The sets and costumes were beautiful and detailed. The actor who played the Tom LeFroy character was good....so much better than the Jane character. I remember him being the very best thing about The Last King of Scotland, too.
I looked at my watch a few times. Bummer.
On the upside, I spent the rest of the day cleaning the house. Can't wait for my family to get back and mess it up.
I sort of miss my bookclub sometimes. I have belonged to two. The first was a bookclub that I was invited to join by a friend. The other members all knew each other from their (Episcopal) church. Everything was cool. We read some good ones and some not-so. Kate Chopin's The Awakening failed to keep me awakened. There was one member who was bossy and dominated every discussion, convinced of her superiority because she was a lit professor at the local junior college. The night we gathered to discuss the book I chose (Animal Dreams by Barbara Kingsolver), she showed up and declared that she did not finish the book.
"I just couldn't get through it," she declared. "It was almost as bad as a Harlequin romance."

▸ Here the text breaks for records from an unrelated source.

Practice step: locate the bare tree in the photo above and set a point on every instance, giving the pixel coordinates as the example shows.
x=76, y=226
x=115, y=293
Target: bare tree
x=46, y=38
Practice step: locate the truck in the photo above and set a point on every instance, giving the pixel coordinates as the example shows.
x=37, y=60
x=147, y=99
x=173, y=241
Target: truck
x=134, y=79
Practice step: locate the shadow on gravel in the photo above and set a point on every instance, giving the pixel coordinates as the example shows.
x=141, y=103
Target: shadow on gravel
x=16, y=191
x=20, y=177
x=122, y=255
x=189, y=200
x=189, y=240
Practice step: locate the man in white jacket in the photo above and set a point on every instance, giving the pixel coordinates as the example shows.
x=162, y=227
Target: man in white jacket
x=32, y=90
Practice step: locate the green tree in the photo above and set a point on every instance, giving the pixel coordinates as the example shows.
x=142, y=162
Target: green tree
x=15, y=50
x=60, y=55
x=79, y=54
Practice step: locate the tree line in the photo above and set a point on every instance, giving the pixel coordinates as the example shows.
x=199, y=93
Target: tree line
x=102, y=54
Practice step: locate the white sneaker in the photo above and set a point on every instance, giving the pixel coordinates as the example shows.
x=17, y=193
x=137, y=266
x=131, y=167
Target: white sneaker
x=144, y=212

OK, well, to each her own, but I was a little wounded, especially because everyone else seemed to like it. But, OK, right? When it was her turn to recommend a book she chose The Brothers Karamazov. Please. Spare me. This thing is 1000 pages and one of the most complex books ever written (I exaggerate...you get the idea). But the nail in the coffin was when someone chose Angela's Ashes (which I could take or leave). In the discussion this same member commented about one of the many arduous challenges recounted in the Irish family's life -- "Well what do you expect? I mean these people were Catholics, and we all know that does not exactly mean they are Christian."
So yeah, I stopped coming to the book club meetings after that. Three Strike rule.